矢掛宿の古い町並みは、なぜ令和の現代まで変わることなく保存されてきたのか?矢掛屋支配人(取材当時)の佐賀野淳さんにお話をうかがった。
※株式会社矢掛屋の設立や、アルベルゴ・ディフーゾタウン認定の経緯については前回レポートにて紹介。

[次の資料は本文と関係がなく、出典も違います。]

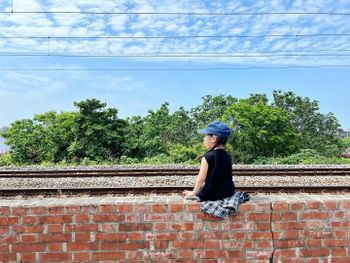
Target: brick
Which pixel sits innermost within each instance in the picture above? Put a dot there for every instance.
(186, 235)
(182, 227)
(135, 227)
(289, 216)
(4, 248)
(81, 256)
(124, 208)
(232, 244)
(263, 244)
(4, 230)
(133, 245)
(338, 252)
(28, 238)
(319, 252)
(141, 208)
(314, 215)
(55, 228)
(337, 243)
(330, 205)
(185, 254)
(314, 243)
(55, 210)
(55, 257)
(340, 214)
(260, 235)
(81, 218)
(176, 208)
(161, 244)
(345, 204)
(133, 255)
(313, 204)
(159, 208)
(262, 226)
(259, 254)
(10, 239)
(193, 207)
(28, 257)
(54, 247)
(82, 228)
(161, 236)
(107, 208)
(4, 211)
(55, 219)
(289, 243)
(132, 218)
(318, 234)
(160, 226)
(285, 253)
(19, 211)
(154, 217)
(28, 248)
(82, 246)
(187, 244)
(82, 237)
(108, 218)
(212, 244)
(29, 220)
(39, 210)
(101, 256)
(297, 206)
(257, 217)
(73, 209)
(288, 226)
(55, 238)
(9, 220)
(157, 256)
(110, 237)
(246, 207)
(90, 209)
(280, 206)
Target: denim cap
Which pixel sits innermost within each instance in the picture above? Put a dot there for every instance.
(217, 128)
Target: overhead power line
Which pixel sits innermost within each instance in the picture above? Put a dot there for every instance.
(13, 11)
(175, 69)
(184, 55)
(185, 36)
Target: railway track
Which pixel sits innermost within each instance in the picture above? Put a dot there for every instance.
(137, 174)
(49, 173)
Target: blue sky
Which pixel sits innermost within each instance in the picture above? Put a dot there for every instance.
(268, 41)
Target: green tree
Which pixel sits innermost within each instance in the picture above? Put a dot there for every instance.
(98, 132)
(259, 130)
(29, 142)
(315, 130)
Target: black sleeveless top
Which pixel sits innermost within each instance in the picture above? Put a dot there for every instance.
(218, 183)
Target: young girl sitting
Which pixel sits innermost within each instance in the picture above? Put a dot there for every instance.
(216, 174)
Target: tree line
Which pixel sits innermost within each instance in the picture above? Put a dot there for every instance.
(262, 131)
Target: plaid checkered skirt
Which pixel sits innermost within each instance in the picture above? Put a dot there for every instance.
(225, 207)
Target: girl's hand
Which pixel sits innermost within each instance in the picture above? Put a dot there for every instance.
(187, 194)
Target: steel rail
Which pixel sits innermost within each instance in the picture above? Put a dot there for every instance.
(165, 190)
(56, 173)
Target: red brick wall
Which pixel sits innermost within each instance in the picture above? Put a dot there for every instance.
(165, 229)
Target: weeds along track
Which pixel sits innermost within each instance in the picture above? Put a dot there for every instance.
(162, 180)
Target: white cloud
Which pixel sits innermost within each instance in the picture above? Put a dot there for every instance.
(171, 25)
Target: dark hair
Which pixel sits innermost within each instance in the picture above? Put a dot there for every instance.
(219, 141)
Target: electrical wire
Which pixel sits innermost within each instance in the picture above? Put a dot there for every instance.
(174, 37)
(175, 55)
(176, 69)
(179, 13)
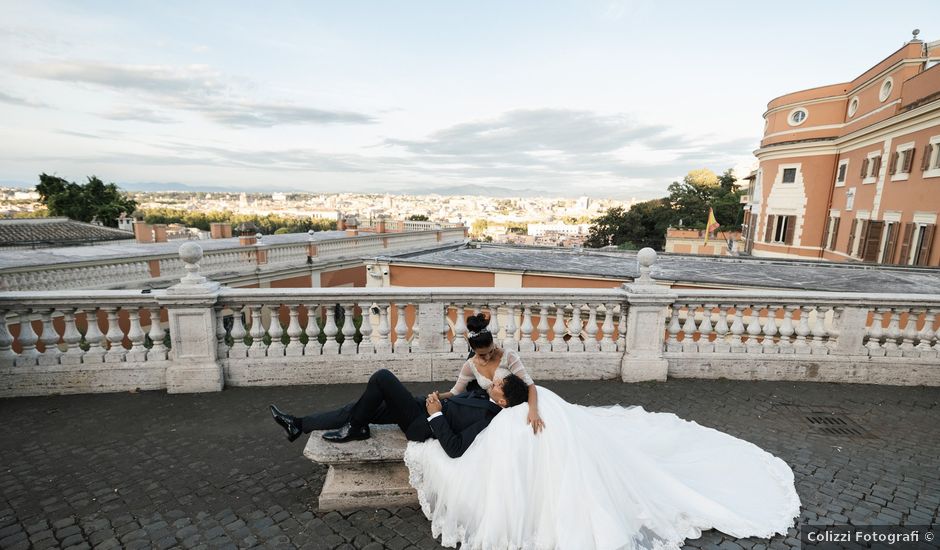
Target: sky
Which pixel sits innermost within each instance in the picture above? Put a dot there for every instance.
(608, 99)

▲約750メートルにわたり古い建物が残されている矢掛宿の町並み。国の重要文化財でもある『旧矢掛本陣石井家』(写真左下)は、江戸時代中期から後期に建てられた建物で敷地は約1000坪。かの天璋院篤姫が宿泊した記録も残されているという。西国街道沿いに建つ建物はすべて間口が狭く奥に長い。東西に走るメインストリート・西国街道に対し、建物と建物の間には道幅80センチほどの狭い路地が南北に走っており“建物のバックヤード”へ行き来しやすいようになっている点も特徴だ。「昔は街道沿いの表側で商売をしつつ、裏では畑をつくったりして農業も営んでいたんですね。そのため、こういう細い路地をバックヤード的に使いながら生活物資の準備などを行っていたようです」と佐賀野さん目立たない宿場町から一転、“グルメタウン”の評価を高め人気を集めた矢掛宿
▲こちらは矢掛宿最後の脇本陣である『旧矢掛脇本陣髙草家』。大名が宿泊する『本陣』とは異なり、従者たちが宿泊する『脇本陣』は複数の名家が持ちまわりで役を担っていた。本陣・脇本陣がそれぞれに当時のままの姿を残し、共に国の重要文化財の指定を受けているのは矢掛宿だけだ「もともと矢掛が宿場町に定められたのは、参勤交代制度がはじまった寛永年間の1630年代のことです。しかし、当初は立ち寄る人も少なく、目立たない宿場町だったようです。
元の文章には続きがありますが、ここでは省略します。